I do know people who read Fantasy genre as well as Romance, but they do know the difference. Adding a few fantasy elements to a Romance story does not make it a Fantasy genre story. It is still Romance. The fact that a few newer Fantasy stories like Game of Thrones is being read by younger readers is a good thing in my opinion and may well be the introduction to an old genre for many new readers, but not all of them will develop into Fantasy Geeks. There is a particular mindset that defines the Fantasy fan. We have been pushed into a corner where we have to label our kind of Fantasy as Epic or Sword and Sorcery or even as ‘speculative fiction’ to help weed it out from the new breed of YA with fantasy elements even when the exact categories don’t quite fit and we would rather maintain our ‘General Fantasy’ classification, but we will endure as a species apart.
The trouble this makes for writers of Fantasy is that we have to somehow convey to potential readers that might mistake ‘our’ Fantasy for the fantasy Romance stories that some may seek.

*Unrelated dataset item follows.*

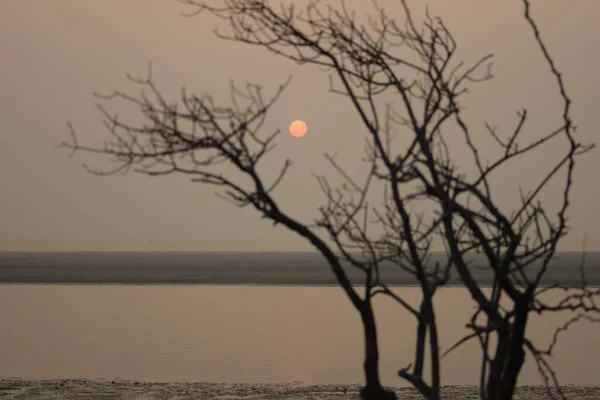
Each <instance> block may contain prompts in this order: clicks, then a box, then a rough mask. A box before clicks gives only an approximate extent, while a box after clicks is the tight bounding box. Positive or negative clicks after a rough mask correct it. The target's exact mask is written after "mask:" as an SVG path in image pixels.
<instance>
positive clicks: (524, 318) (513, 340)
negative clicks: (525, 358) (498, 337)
mask: <svg viewBox="0 0 600 400" xmlns="http://www.w3.org/2000/svg"><path fill="white" fill-rule="evenodd" d="M526 299H528V297H527V295H525V296H524V298H521V299H519V300H517V301H516V302H515V310H514V311H515V322H514V325H513V330H512V332H511V333H510V334H501V335H500V337H499V343H498V347H497V350H496V357H495V359H494V363H493V364H494V365H493V367H492V370H491V371H490V378H489V380H488V400H511V399H512V398H513V395H514V392H515V387H516V386H517V378H518V377H519V373H520V372H521V368H522V367H523V364H524V363H525V350H524V349H523V345H524V340H525V328H526V327H527V318H528V317H529V310H528V300H526ZM494 367H495V368H498V369H497V370H496V371H497V373H498V375H497V376H492V371H493V370H494V369H495V368H494Z"/></svg>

Romance readers won’t find what they are looking for in my books. Everyone is entitled to enjoy whatever genre they choose, but I do not write YA or Romance books. I write for the Fantasy geeks, or in the case of my Steampunk for the Adventure reader. While most stories have some form of love interest somewhere in the plot, it is incidental in Fantasy and Adventure and while I never say never, I don’t see it becoming the primary focus of anything I write in the foreseeable future. I write the kind of books I like to read. I write for others of my species, and that means the Fantasy geeks that go to the conventions and recognise the references I scribbled earlier in this post.
So step through the mirror if you dare. Enter the world of the goblins, but beware. People die here. Happy endings are not guaranteed. The goblin world is dark and primal. If the sound of the drums moves you, perhaps you can grok why ecstatic dance is a part of the goblin culture. Bring your sword, but watch your manners. In the goblin caverns, all men are meat.